About two dozen people clustered around a projector on folding chairs or sat cross-legged on a homey rug while Christensen handed out string cheese in advance of his presentation. He then inserted a VHS tape into one of the TVs and played a video of his own occasionally blinking face, which he explained would be a better candidate than he to make eye contact with. After that, he played another cassette—this one filled with lo-fi ambient techno—while he took the audience through some of his evocative ink sketches and meditative poetry on the nature of time, identity, and the Comfort Inn chain of hotels.

It was charming, there was free cheese, and it only lasted about 30 minutes; a pretty good setup for a comics presentation. Charron told me that the main impetus for renting the Lloyd space was to have a public, physical location where people could engage with art, and this is certainly that.

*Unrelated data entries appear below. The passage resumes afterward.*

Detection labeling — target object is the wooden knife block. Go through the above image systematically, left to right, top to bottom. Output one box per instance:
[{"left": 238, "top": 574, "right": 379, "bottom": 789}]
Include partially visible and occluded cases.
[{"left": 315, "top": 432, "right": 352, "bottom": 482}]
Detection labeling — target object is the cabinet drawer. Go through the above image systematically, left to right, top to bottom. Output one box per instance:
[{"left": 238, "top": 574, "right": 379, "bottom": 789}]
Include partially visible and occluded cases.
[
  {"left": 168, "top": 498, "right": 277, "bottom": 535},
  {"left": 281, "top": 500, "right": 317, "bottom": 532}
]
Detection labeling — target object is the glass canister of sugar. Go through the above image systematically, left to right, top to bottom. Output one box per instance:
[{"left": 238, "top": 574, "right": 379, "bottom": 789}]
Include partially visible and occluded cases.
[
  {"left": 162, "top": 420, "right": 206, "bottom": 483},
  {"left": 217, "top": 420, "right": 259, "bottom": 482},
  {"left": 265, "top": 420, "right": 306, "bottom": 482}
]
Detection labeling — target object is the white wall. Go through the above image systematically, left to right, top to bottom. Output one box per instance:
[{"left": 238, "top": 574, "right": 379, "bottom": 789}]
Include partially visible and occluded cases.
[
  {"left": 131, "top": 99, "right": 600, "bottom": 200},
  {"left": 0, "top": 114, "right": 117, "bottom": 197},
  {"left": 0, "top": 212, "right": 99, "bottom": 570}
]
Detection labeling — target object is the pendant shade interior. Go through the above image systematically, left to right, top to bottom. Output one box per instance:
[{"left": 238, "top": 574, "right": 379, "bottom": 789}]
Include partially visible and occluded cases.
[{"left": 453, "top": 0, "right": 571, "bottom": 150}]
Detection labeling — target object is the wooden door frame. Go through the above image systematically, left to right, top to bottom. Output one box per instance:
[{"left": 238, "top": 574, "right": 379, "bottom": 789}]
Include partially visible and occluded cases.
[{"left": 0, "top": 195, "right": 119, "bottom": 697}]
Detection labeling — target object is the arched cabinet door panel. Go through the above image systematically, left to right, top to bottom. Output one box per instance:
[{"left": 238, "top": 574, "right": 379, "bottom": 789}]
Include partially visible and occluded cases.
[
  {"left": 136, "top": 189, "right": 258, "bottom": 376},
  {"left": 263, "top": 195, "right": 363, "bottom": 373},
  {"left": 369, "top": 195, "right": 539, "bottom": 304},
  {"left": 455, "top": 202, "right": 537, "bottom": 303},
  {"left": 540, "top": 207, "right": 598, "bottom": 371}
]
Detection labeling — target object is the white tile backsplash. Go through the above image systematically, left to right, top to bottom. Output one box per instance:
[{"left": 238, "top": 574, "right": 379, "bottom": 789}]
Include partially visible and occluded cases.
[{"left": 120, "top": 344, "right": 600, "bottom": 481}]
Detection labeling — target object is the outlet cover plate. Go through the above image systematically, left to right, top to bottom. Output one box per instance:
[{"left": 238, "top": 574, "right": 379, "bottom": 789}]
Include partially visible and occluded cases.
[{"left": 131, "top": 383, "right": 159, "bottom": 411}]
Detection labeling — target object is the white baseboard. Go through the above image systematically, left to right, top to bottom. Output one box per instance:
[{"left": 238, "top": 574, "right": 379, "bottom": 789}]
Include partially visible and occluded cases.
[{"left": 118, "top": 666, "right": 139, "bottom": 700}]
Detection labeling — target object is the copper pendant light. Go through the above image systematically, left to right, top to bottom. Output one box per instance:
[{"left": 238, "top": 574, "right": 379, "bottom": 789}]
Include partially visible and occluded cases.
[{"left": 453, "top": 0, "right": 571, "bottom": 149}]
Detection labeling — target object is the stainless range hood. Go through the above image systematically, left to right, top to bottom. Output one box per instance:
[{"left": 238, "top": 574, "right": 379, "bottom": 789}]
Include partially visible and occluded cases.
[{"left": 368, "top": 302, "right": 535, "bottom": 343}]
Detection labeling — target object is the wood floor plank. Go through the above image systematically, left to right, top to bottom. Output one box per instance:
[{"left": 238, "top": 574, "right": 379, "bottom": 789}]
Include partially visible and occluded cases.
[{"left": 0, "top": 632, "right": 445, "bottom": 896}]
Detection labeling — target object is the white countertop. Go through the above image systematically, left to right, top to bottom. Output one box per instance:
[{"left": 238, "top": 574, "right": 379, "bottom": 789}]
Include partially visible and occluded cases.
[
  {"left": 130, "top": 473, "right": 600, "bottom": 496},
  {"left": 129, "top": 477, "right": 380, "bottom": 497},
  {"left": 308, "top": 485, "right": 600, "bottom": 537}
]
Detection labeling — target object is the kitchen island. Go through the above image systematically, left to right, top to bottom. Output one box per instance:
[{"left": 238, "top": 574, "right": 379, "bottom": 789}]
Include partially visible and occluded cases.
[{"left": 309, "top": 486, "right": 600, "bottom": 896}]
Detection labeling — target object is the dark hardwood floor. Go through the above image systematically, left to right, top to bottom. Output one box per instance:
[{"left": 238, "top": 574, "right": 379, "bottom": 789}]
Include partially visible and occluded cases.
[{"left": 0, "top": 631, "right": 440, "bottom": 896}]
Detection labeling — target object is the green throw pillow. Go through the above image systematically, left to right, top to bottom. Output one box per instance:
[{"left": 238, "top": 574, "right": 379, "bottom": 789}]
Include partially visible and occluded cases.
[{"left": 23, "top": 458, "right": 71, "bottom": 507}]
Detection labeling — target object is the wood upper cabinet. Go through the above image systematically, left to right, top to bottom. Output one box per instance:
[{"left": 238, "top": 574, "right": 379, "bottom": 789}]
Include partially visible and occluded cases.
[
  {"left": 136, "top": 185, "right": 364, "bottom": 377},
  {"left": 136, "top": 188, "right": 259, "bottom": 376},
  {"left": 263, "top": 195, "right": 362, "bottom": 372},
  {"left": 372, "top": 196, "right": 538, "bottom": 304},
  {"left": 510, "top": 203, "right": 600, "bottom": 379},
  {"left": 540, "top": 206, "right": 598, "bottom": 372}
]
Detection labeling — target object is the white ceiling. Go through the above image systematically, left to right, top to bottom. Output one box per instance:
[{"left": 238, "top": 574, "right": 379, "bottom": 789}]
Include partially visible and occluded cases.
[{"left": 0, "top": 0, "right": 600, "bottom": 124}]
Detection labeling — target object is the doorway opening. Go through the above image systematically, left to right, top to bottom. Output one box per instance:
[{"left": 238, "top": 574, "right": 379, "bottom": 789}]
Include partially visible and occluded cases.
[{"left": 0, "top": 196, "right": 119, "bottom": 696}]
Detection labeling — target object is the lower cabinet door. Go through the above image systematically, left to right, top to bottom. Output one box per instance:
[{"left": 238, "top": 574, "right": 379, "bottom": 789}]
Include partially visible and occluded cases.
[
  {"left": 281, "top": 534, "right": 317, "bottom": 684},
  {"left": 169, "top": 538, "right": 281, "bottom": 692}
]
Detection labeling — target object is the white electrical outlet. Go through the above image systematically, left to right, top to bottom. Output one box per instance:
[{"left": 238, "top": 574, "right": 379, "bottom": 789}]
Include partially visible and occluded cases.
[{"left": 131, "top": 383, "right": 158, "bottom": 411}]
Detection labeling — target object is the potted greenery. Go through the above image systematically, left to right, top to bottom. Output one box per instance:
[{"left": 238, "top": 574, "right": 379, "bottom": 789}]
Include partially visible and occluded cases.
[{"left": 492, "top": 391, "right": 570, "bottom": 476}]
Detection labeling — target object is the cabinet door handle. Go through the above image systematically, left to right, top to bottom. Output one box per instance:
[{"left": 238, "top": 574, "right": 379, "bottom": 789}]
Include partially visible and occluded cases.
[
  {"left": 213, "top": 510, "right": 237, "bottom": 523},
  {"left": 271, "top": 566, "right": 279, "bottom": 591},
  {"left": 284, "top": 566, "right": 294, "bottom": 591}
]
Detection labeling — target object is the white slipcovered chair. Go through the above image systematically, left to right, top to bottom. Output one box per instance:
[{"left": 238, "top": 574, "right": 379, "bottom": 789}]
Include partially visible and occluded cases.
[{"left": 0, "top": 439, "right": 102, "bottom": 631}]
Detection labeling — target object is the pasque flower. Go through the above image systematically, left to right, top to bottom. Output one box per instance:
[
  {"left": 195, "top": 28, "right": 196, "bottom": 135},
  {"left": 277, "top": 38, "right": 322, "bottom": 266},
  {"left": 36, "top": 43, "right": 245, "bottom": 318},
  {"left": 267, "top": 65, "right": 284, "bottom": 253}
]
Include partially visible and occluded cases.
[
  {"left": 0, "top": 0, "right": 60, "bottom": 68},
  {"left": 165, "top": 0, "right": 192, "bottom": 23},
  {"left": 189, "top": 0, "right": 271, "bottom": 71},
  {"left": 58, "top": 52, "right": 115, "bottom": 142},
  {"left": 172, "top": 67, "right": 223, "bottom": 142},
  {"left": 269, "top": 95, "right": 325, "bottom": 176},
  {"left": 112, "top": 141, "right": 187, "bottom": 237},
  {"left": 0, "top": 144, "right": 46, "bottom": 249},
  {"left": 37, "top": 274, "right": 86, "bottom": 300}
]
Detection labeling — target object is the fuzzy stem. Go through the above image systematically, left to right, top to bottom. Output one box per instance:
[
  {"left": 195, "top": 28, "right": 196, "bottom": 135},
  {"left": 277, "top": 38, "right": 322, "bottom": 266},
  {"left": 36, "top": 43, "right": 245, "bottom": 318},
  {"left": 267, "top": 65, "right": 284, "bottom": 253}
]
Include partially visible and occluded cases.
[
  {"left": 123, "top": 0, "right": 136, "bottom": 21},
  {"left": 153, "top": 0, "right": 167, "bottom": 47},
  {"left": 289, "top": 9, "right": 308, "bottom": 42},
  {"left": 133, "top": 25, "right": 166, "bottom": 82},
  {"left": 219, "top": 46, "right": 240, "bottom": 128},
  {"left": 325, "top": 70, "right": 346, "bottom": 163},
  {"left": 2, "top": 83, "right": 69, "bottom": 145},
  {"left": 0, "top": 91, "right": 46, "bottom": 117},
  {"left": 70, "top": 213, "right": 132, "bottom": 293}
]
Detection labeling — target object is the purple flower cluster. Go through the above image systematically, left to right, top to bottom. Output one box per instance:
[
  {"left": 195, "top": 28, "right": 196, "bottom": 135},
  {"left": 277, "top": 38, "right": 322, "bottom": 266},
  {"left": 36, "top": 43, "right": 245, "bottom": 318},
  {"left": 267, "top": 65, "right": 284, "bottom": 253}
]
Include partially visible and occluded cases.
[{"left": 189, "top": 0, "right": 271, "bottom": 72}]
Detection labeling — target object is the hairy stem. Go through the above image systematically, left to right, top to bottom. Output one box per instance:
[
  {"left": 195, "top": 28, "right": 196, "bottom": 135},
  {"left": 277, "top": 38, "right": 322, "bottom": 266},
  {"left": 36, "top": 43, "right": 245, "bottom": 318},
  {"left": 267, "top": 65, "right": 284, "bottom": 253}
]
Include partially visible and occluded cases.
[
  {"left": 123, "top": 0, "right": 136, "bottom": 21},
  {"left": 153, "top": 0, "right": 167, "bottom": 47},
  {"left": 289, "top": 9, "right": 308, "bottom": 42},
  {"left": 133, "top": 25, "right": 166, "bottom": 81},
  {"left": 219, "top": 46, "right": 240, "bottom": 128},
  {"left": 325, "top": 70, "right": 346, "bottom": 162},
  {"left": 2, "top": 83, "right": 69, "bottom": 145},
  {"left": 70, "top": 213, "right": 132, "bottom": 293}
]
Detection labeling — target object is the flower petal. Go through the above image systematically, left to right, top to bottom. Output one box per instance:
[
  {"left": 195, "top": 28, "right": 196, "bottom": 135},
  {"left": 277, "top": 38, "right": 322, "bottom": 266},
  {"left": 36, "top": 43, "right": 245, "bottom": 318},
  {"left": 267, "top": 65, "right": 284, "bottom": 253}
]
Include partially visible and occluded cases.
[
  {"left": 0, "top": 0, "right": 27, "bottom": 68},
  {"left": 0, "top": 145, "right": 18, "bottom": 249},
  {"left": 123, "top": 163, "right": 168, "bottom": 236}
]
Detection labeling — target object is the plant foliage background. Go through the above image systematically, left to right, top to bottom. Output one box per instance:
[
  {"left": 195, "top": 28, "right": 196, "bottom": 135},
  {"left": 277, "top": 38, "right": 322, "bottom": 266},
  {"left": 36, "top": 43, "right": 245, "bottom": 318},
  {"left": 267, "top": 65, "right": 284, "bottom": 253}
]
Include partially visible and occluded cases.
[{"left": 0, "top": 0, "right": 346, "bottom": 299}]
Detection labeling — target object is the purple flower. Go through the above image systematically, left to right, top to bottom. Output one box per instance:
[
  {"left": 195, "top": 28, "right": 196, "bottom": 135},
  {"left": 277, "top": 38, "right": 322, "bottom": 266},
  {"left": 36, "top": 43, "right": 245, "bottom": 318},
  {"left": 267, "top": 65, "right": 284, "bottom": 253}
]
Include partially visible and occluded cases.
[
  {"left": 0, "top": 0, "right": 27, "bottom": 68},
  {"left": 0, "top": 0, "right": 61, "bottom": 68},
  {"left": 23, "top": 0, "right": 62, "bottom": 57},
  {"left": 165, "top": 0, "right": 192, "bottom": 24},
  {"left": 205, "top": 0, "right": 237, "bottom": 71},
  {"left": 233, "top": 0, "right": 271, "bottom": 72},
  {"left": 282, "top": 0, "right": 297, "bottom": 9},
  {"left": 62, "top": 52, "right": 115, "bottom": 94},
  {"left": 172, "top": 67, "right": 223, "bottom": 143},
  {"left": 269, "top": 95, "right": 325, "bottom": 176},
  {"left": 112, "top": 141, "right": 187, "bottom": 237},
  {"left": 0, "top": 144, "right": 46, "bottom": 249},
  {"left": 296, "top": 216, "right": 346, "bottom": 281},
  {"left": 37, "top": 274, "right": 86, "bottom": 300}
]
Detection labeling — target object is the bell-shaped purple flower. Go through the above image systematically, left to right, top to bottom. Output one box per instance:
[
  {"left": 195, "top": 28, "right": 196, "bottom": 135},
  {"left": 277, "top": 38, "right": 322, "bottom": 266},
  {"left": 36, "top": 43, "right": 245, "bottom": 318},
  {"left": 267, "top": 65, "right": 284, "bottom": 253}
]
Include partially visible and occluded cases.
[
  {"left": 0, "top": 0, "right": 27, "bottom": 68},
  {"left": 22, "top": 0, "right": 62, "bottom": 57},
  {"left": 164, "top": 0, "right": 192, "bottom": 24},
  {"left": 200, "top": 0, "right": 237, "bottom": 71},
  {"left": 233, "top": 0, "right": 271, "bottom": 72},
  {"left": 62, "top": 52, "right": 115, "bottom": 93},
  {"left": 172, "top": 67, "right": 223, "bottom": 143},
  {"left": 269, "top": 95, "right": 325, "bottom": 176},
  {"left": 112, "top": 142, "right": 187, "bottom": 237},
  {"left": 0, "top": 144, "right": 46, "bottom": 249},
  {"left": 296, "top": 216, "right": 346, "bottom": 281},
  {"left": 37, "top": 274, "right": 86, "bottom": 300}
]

Secret Room plans to present a series of both readings and workshops in the coming months, including a couple holiday card workshops, in November and December, and a collaboration on using the machines for animation with Seattle riso studio Zine Hug. As with most pop-ups, the physical space timeframe is limited. Secret Room only plans to be open in the mall through. December 23. But for now,  the shop feels like a reasonably successful incursion into the mall's cavernous promenade. Plus, you can get a hot pretzel on the way out.


Secret Room Workshop, a pop-up of Secret Room Press, is open at the Lloyd Center, 2201 Lloyd Center, through Dec 23, Wed-Sat 12-7, Sunday 12-6.